Data Alignment to Save Space
I saw Sehrope’s talk at PGconf New York 2021 recently. His slides are located here.
Very good talk that I plan on watching again in a year or so in time since I
believe there are some items that will click with me in the future when I
learn more about PostgreSQL.
The main thing that click with me today was arranging your columns by data
type.
I feel like I should have known this but if the data is stored in 8 byte
increments, PostgreSQL will give for example bigint takes up 8 bytes while
boolean takes only 2 bytes.
Sehrope describes that if you have bigint column, then boolean then
bigint then boolean, the total space would be 32 bytes.

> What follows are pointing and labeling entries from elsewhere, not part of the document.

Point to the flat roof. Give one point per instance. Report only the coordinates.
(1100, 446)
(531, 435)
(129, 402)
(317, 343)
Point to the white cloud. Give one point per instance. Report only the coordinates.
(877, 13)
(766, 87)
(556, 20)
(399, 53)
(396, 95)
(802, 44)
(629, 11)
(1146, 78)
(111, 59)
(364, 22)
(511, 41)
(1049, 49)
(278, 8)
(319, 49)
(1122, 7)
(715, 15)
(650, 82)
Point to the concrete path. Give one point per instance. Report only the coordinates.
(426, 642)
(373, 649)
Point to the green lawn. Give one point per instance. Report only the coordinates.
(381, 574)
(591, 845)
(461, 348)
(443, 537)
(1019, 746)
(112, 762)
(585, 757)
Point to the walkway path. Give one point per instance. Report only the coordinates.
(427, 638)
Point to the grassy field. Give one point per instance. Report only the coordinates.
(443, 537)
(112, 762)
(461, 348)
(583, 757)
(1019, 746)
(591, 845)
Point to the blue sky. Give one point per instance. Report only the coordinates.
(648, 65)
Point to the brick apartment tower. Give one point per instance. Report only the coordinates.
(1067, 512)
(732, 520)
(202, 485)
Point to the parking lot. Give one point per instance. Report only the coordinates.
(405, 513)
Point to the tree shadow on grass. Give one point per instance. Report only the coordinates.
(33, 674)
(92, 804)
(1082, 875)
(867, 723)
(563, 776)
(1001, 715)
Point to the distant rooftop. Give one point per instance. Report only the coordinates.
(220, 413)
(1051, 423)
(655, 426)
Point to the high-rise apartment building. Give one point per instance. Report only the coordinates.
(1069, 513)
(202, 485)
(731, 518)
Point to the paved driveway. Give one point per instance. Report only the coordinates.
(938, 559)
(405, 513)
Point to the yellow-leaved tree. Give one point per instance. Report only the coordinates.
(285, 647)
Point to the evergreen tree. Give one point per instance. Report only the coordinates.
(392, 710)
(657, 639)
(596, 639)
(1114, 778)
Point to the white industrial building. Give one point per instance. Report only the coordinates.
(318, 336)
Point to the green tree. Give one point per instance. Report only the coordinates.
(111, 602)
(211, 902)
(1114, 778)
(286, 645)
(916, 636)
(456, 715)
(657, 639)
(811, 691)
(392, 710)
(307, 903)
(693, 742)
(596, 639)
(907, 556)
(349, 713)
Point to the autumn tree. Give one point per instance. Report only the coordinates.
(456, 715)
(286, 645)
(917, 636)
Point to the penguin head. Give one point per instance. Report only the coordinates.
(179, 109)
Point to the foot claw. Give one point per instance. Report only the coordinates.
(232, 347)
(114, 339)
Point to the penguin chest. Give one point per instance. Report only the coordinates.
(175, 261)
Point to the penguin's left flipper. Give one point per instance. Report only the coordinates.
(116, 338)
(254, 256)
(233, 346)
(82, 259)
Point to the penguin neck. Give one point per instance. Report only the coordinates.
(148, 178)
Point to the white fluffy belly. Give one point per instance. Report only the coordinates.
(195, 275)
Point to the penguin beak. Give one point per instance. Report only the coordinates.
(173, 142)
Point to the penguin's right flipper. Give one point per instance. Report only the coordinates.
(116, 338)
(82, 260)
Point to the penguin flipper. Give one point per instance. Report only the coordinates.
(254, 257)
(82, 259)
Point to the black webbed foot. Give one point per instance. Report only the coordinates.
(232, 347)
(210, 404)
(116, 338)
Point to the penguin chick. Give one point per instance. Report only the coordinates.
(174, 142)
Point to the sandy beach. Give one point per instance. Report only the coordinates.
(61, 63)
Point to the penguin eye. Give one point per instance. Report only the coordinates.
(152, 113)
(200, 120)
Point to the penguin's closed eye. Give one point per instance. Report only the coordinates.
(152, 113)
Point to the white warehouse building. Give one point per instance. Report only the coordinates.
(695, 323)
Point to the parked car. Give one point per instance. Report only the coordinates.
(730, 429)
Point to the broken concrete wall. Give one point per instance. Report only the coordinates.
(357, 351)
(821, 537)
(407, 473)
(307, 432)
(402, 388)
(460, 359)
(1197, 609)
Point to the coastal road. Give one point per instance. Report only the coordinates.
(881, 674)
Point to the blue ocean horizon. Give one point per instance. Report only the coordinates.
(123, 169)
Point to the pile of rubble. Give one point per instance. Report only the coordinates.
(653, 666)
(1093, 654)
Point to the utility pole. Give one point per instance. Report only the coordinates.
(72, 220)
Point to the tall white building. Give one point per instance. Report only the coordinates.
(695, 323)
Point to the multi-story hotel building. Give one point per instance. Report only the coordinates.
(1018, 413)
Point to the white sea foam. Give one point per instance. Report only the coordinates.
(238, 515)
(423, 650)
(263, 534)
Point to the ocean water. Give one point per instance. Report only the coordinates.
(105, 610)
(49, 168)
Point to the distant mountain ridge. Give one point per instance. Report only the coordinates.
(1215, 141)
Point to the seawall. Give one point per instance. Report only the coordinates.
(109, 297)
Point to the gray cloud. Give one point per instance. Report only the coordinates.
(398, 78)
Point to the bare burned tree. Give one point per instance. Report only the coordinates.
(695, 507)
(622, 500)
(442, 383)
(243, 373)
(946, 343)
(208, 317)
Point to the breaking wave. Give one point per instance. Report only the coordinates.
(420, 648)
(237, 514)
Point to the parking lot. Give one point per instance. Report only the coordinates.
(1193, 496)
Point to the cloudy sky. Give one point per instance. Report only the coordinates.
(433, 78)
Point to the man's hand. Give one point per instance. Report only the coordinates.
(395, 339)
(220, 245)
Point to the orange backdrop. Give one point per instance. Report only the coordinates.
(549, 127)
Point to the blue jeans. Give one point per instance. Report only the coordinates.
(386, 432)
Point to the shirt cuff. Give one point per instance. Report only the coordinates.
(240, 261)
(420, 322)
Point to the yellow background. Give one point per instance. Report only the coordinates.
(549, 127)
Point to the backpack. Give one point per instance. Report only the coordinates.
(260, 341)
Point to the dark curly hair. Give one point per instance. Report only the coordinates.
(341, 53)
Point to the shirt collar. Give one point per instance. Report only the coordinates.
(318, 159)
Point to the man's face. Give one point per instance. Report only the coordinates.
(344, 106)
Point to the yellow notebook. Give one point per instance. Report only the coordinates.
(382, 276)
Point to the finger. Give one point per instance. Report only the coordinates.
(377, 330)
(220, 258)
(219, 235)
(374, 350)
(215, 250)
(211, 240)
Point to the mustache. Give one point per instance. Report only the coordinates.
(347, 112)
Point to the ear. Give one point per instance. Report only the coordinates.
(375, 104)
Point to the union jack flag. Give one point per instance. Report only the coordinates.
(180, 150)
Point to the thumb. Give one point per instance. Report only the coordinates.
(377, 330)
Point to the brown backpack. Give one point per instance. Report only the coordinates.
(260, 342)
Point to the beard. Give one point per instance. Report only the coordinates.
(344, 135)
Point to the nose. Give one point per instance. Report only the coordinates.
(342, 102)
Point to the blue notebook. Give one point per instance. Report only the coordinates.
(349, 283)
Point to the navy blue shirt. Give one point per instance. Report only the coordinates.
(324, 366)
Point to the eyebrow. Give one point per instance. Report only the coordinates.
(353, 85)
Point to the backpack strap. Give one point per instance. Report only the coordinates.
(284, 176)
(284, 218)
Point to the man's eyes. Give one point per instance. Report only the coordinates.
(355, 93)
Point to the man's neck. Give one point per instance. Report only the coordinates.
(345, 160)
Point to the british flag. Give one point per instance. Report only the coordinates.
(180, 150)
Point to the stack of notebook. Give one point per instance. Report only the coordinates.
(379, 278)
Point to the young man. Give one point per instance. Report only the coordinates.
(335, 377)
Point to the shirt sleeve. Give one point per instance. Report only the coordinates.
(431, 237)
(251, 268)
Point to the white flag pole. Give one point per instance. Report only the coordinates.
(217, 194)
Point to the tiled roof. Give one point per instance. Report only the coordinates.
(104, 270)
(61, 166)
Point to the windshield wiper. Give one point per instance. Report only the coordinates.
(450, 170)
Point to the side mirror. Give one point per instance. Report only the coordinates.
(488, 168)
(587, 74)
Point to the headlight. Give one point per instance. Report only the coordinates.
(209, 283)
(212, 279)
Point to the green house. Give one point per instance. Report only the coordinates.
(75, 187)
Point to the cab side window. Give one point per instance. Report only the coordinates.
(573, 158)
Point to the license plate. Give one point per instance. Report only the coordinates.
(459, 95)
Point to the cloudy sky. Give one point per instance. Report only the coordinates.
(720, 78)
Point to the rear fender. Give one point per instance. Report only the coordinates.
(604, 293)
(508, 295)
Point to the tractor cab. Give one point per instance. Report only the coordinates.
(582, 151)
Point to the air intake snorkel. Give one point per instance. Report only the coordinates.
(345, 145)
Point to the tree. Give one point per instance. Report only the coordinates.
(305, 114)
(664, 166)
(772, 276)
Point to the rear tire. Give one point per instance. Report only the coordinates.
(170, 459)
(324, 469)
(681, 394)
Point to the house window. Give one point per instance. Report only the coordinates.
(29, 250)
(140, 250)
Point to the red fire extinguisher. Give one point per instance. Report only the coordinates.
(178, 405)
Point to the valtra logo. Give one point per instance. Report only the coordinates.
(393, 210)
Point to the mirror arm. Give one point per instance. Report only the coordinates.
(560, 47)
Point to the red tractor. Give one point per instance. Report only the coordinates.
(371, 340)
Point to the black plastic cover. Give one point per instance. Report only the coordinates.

Whereas if the two bigint columns are together and then boolean then the
total space would be only be 24 bytes.
If you add more boolean columns, it will still be 24 bytes until you fill the
8 bytes.
His example below:
CREATE TABLE bad_alignment (
a boolean,
b bigint,
c boolean,
d bigint,
e boolean,
f bigint,
g boolean,
h bigint
);
CREATE TABLE good_alignment (
b bigint,
d bigint,
f bigint,
h bigint,
a boolean,
c boolean,
e boolean,
g boolean
);
INSERT INTO bad_alignment
SELECT true, 1, true, 2, true, 3, true, 4
FROM generate_series(1, 1000000) x;
INSERT INTO good_alignment
SELECT 1, 2, 3, 4, true, true, true, true
FROM generate_series(1, 1000000) x;
table_name | table_size
----------------+------------
bad_alignment | 89 MB
good_alignment | 65 MBHis suggestion is to go from the largest columns to the smallest.
[12345678 12345678 12345678 12345678 12345678 12345678]
[B DDDDDDDD B DDDDDDDD B DDDDDDDD]
[DDDDDDDD DDDDDDDD DDDDDDDD BBB-----]
"B" = Boolean "DDDDDDDD" = Double "-" = Unused